L’avocat insiste également sur l’universalité du combat, précisant qu’ils «demandent le retrait de la réforme pour les avocats, mais également pour tout le monde».
«Je ne milite pas uniquement pour ma paroisse, assure Xavier Sauvignet. Les avocats et les professions libérales étant écartés de cette réforme, le principe même de l’universalité de cette réforme [dont parle le gouvernement, ndlr] tombe».
Xavier Sauvignet prétend que «l’universalité est déjà fausse, parce qu’un certain nombre de métiers est sorti de cette réforme» tout en espérant que «pour une fois, les avocats seront en pointe de cette contestation sociale».
En considérant l’actuel mouvement social comme «le plus important depuis 1968», Xavier Sauvignet assure qu’une opposition, «un peu muselée», organise au Parlement le relais de ce mouvement de contestation, et profite de l’occasion pour attaquer le Président de la République.
«La démocratie, ce n’est pas une fois tous les cinq ans. Ce n’est pas parce qu’il est élu qu’il peut faire n’importe quoi: casser la Loi du travail, chambouler le Code pénal. Il faut qu’il écoute et qu’il recule. C’est son seul espoir de rédemption», conclut Xavier Sauvignet.
La situation aux abords du TJI s’est corsée vers midi, quand les policiers ont entamé l’évacuation des avocats qui bloquait les accès au palais. Pourtant, plusieurs interlocuteurs de Sputnik soulignent que l’action policière reflète plutôt «l’image de la solidarité des avocats avec les forces de l’ordre». En fin compte, l’accès a été libéré, mais les affaires du matin renvoyées.
Le pronostic des avocats contestataires s’est confirmé également dans le cadre du procès de François et Penelope Fillon, où la défense, en soutien à la grève des avocats contre la réforme de leur régime autonome de retraite, a demandé à ce que la première journée du procès soit renvoyée au mercredi 26 février.
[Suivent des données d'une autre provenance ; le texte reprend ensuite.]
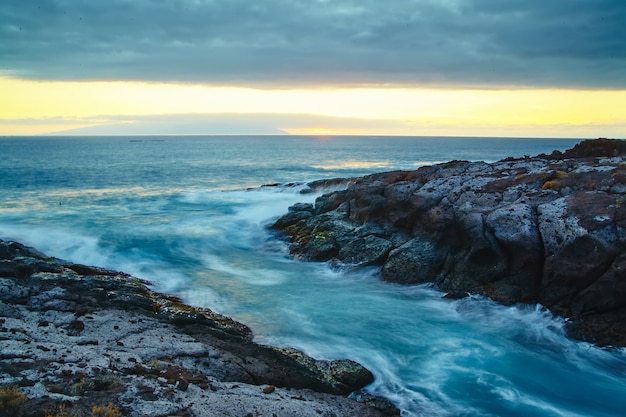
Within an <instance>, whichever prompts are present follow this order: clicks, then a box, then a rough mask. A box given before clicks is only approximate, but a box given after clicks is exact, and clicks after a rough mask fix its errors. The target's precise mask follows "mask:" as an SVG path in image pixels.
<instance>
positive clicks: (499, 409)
mask: <svg viewBox="0 0 626 417" xmlns="http://www.w3.org/2000/svg"><path fill="white" fill-rule="evenodd" d="M577 142H578V140H566V139H563V140H558V139H481V138H426V137H418V138H406V137H404V138H391V137H299V136H259V137H243V136H237V137H229V136H206V137H201V136H188V137H174V136H167V137H164V136H155V137H32V138H27V137H14V138H11V137H9V138H0V155H1V158H0V238H2V239H5V240H7V239H13V240H18V241H21V242H23V243H26V244H28V245H32V246H34V247H36V248H38V249H39V250H41V251H43V252H45V253H47V254H48V255H49V256H55V257H59V258H63V259H67V260H71V261H74V262H80V263H86V264H92V265H99V266H104V267H108V268H112V269H117V270H123V271H125V272H129V273H131V274H133V275H135V276H138V277H141V278H144V279H147V280H150V281H152V282H153V283H154V288H155V289H157V290H160V291H166V292H170V293H173V294H177V295H178V296H180V297H182V298H183V299H184V300H185V301H186V302H188V303H191V304H194V305H198V306H203V307H209V308H211V309H213V310H214V311H217V312H220V313H224V314H227V315H230V316H232V317H234V318H235V319H237V320H239V321H242V322H244V323H246V324H247V325H249V326H250V327H251V328H252V329H253V331H254V333H255V337H256V340H257V341H258V342H260V343H265V344H271V345H276V346H291V347H295V348H298V349H301V350H303V351H305V352H306V353H308V354H310V355H312V356H314V357H317V358H321V359H337V358H350V359H354V360H356V361H358V362H360V363H362V364H363V365H365V366H366V367H367V368H369V369H370V370H371V371H372V372H373V373H374V375H375V378H376V380H375V382H374V383H373V384H372V385H371V386H369V387H368V390H369V391H370V392H371V393H373V394H378V395H382V396H385V397H387V398H389V399H390V400H392V401H393V402H394V403H395V404H396V405H397V406H398V407H399V408H400V409H401V410H402V413H403V415H405V416H529V415H532V416H619V415H624V413H625V412H626V352H625V350H624V349H600V348H597V347H594V346H591V345H589V344H587V343H581V342H576V341H572V340H570V339H568V338H566V337H565V335H564V332H563V320H562V319H560V318H558V317H553V316H552V315H551V314H550V313H549V312H548V311H546V310H545V309H543V308H542V307H541V306H535V305H530V306H528V305H526V306H522V305H520V306H513V307H505V306H501V305H498V304H496V303H493V302H491V301H490V300H488V299H484V298H481V297H476V296H474V297H470V298H466V299H462V300H447V299H443V298H442V297H441V295H442V294H441V293H439V292H437V291H435V290H433V289H432V288H429V286H427V285H421V286H403V285H396V284H390V283H385V282H381V281H380V279H379V278H378V270H377V269H375V268H372V269H362V270H337V269H333V268H332V267H331V266H329V265H327V264H325V263H315V262H312V263H305V262H298V261H294V260H292V259H291V258H290V257H289V254H288V250H287V243H286V242H284V241H283V240H281V239H280V238H279V237H278V236H276V235H275V234H274V233H272V231H271V230H269V229H268V226H269V225H271V224H272V222H273V221H274V220H275V219H276V218H278V217H279V216H280V215H281V214H284V213H285V212H286V211H287V208H288V207H289V206H290V205H292V204H294V203H296V202H310V203H312V202H314V200H315V198H316V197H317V195H316V194H312V193H309V194H307V193H301V192H300V191H302V189H303V188H305V187H304V185H302V184H303V183H305V182H307V181H311V180H317V179H324V178H336V177H351V176H359V175H366V174H370V173H374V172H381V171H388V170H395V169H403V170H412V169H416V168H418V167H419V166H422V165H427V164H433V163H438V162H443V161H448V160H454V159H465V160H484V161H495V160H499V159H502V158H505V157H508V156H513V157H522V156H524V155H535V154H539V153H550V152H551V151H552V150H554V149H559V150H565V149H567V148H570V147H572V146H573V145H574V144H576V143H577ZM266 184H271V185H272V186H265V187H262V186H263V185H266ZM275 184H290V185H289V186H285V185H275Z"/></svg>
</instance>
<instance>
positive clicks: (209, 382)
mask: <svg viewBox="0 0 626 417" xmlns="http://www.w3.org/2000/svg"><path fill="white" fill-rule="evenodd" d="M0 255H1V256H0V300H1V301H2V302H1V303H0V327H1V332H0V346H2V349H1V353H0V357H1V359H2V362H0V388H1V392H0V397H1V398H2V399H3V400H5V402H4V403H3V404H4V405H3V407H4V406H6V407H9V406H10V403H9V402H6V400H7V399H13V400H15V401H14V403H15V404H16V408H15V409H11V410H8V409H6V410H0V412H7V413H8V414H9V415H14V416H44V415H46V414H50V413H52V414H54V413H60V412H61V410H65V411H67V412H72V413H75V414H76V415H91V414H89V413H90V412H91V411H90V410H92V408H93V407H102V409H103V410H105V409H106V407H112V409H115V410H118V411H119V412H120V413H122V414H121V415H129V416H144V415H147V416H158V415H163V413H165V414H167V415H173V414H175V415H182V416H196V415H224V416H242V415H249V414H252V415H268V416H272V415H276V416H291V415H300V416H319V415H327V416H331V415H359V416H371V417H375V416H383V415H399V411H398V410H397V408H395V407H394V406H393V405H392V404H391V403H390V402H389V401H387V400H385V399H383V398H379V397H374V396H372V395H369V394H367V393H366V392H365V391H362V390H361V389H362V388H363V387H365V386H366V385H368V384H369V383H371V382H372V381H373V375H372V374H371V373H370V372H369V371H368V370H367V369H365V368H364V367H362V366H361V365H359V364H358V363H356V362H354V361H350V360H347V359H346V360H336V361H321V360H315V359H313V358H311V357H309V356H307V355H305V354H304V353H302V352H299V351H297V350H295V349H286V348H274V347H271V346H265V345H259V344H257V343H254V342H253V341H252V332H251V330H250V329H249V328H248V327H247V326H245V325H244V324H241V323H239V322H236V321H234V320H232V319H231V318H229V317H227V316H223V315H220V314H216V313H214V312H212V311H211V310H209V309H205V308H197V307H193V306H189V305H187V304H184V303H183V302H181V300H180V299H178V298H176V297H172V296H169V295H166V294H162V293H158V292H154V291H152V290H150V289H149V287H148V285H149V283H148V282H146V281H142V280H140V279H138V278H135V277H132V276H130V275H127V274H124V273H121V272H117V271H110V270H106V269H101V268H97V267H91V266H86V265H79V264H72V263H69V262H65V261H61V260H58V259H54V258H48V257H46V256H45V255H44V254H41V253H39V252H37V251H36V250H35V249H32V248H29V247H26V246H24V245H21V244H19V243H16V242H4V241H0ZM350 394H351V395H350ZM357 399H358V401H357ZM112 409H111V410H112ZM111 410H110V412H111V413H113V411H111ZM112 415H114V414H112Z"/></svg>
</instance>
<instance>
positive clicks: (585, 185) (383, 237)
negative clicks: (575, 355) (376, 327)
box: [272, 139, 626, 346]
mask: <svg viewBox="0 0 626 417" xmlns="http://www.w3.org/2000/svg"><path fill="white" fill-rule="evenodd" d="M342 182H343V183H344V184H345V187H344V188H343V189H341V190H338V191H331V192H328V193H327V194H324V195H323V196H321V197H319V198H317V200H316V201H315V204H314V205H313V204H296V205H294V206H292V207H290V208H289V212H288V213H287V214H285V215H284V216H282V217H281V218H279V219H278V220H277V221H276V222H275V223H274V225H273V226H272V228H273V229H274V230H275V231H276V232H277V233H280V234H282V235H283V237H284V238H285V239H287V240H288V241H289V242H290V253H291V255H292V256H293V257H295V258H296V259H301V260H305V261H323V262H331V263H334V264H338V265H345V266H349V267H356V268H359V267H364V266H376V267H378V268H380V276H381V278H382V279H383V280H385V281H390V282H395V283H400V284H420V283H431V284H432V285H433V286H435V288H437V289H439V290H440V291H442V292H444V293H446V296H447V297H450V298H460V297H465V296H467V295H469V294H480V295H484V296H487V297H488V298H490V299H492V300H494V301H496V302H499V303H501V304H504V305H511V304H515V303H524V304H541V305H543V306H545V307H546V308H548V309H549V310H550V311H551V312H552V313H553V314H556V315H558V316H561V317H564V318H566V319H567V324H566V329H567V332H568V334H569V336H570V337H573V338H575V339H579V340H583V341H587V342H591V343H594V344H596V345H599V346H626V286H625V285H624V283H623V280H622V279H621V277H622V276H623V270H624V268H626V208H625V203H626V142H625V141H623V140H612V139H597V140H588V141H583V142H581V143H579V144H577V145H576V146H574V147H573V148H572V149H569V150H567V151H565V152H563V153H562V152H560V151H554V152H553V153H552V154H550V155H546V154H542V155H537V156H535V157H529V156H527V157H524V158H507V159H504V160H501V161H498V162H495V163H485V162H468V161H451V162H447V163H443V164H437V165H432V166H425V167H422V168H419V169H417V170H415V171H391V172H384V173H380V174H372V175H368V176H365V177H357V178H350V179H344V180H342ZM314 185H323V184H314Z"/></svg>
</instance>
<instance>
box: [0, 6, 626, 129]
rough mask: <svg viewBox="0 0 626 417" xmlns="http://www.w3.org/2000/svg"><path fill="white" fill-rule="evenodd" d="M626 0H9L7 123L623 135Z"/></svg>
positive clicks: (43, 126) (5, 13) (2, 15)
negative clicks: (95, 0) (31, 0)
mask: <svg viewBox="0 0 626 417" xmlns="http://www.w3.org/2000/svg"><path fill="white" fill-rule="evenodd" d="M624 22H626V1H624V0H524V1H519V0H386V1H381V0H262V1H261V0H258V1H250V0H159V1H155V0H107V1H88V0H38V1H31V0H2V2H1V3H0V135H5V136H6V135H39V134H62V135H66V134H76V135H90V134H94V135H97V134H112V135H126V134H128V135H135V134H315V135H334V134H356V135H368V134H370V135H416V136H418V135H419V136H434V135H440V136H517V137H568V138H594V137H615V138H626V24H624Z"/></svg>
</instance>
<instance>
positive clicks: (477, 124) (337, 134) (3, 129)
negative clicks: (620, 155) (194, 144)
mask: <svg viewBox="0 0 626 417" xmlns="http://www.w3.org/2000/svg"><path fill="white" fill-rule="evenodd" d="M12 126H21V127H23V128H24V132H23V133H22V134H25V135H33V134H48V135H62V136H73V135H77V136H85V135H123V136H127V135H282V134H296V135H300V134H302V135H316V134H322V133H324V132H325V133H324V134H331V135H340V134H347V135H381V136H390V135H391V136H393V135H397V136H404V135H409V136H415V135H420V136H484V137H488V136H495V137H511V136H515V137H543V138H545V137H561V138H595V137H599V136H603V137H613V138H624V132H626V122H613V123H610V122H605V123H593V122H578V123H563V122H561V123H554V122H545V123H515V122H505V123H501V124H495V125H494V124H493V123H490V122H489V121H480V120H457V121H456V122H455V123H450V121H449V120H432V119H428V118H422V119H419V120H412V121H406V120H386V119H375V118H367V119H361V118H352V117H331V116H321V115H310V114H281V113H276V114H262V113H221V114H160V115H144V116H119V115H110V116H106V115H103V116H99V117H97V118H91V117H85V118H64V117H50V118H41V119H6V120H2V119H0V135H4V134H11V133H9V132H8V131H7V132H6V133H5V130H7V129H8V130H10V128H11V127H12ZM29 127H30V129H31V130H30V132H29V131H28V130H27V128H29ZM13 134H14V133H13Z"/></svg>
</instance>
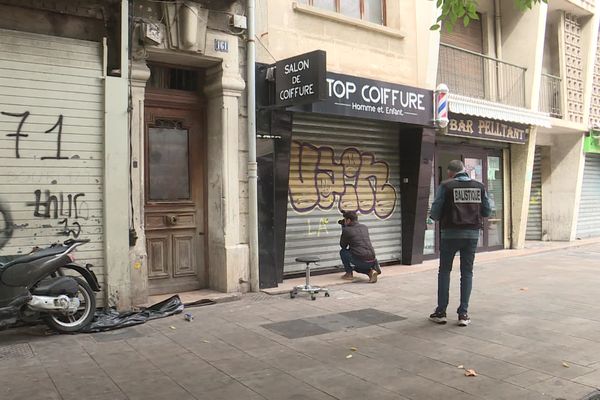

«Même les plus riches de notre profession sont pleinement solidaires, parce qu’ils savent que nous sommes pris à la gorge par les cotisations, ils ont commencé comme nous, comme des avocats du quotidien, de “petits avocats”. Ils ont conscience que si cette tranche de l’avouerie [membres de la défense, ndlr] –environ 30%– venaient à disparaître, c’est la défense des plus faibles qui ne serait plus assurée. Ça serait dramatique pour la justice», assure Xavier Sauvignet au micro de Sputnik.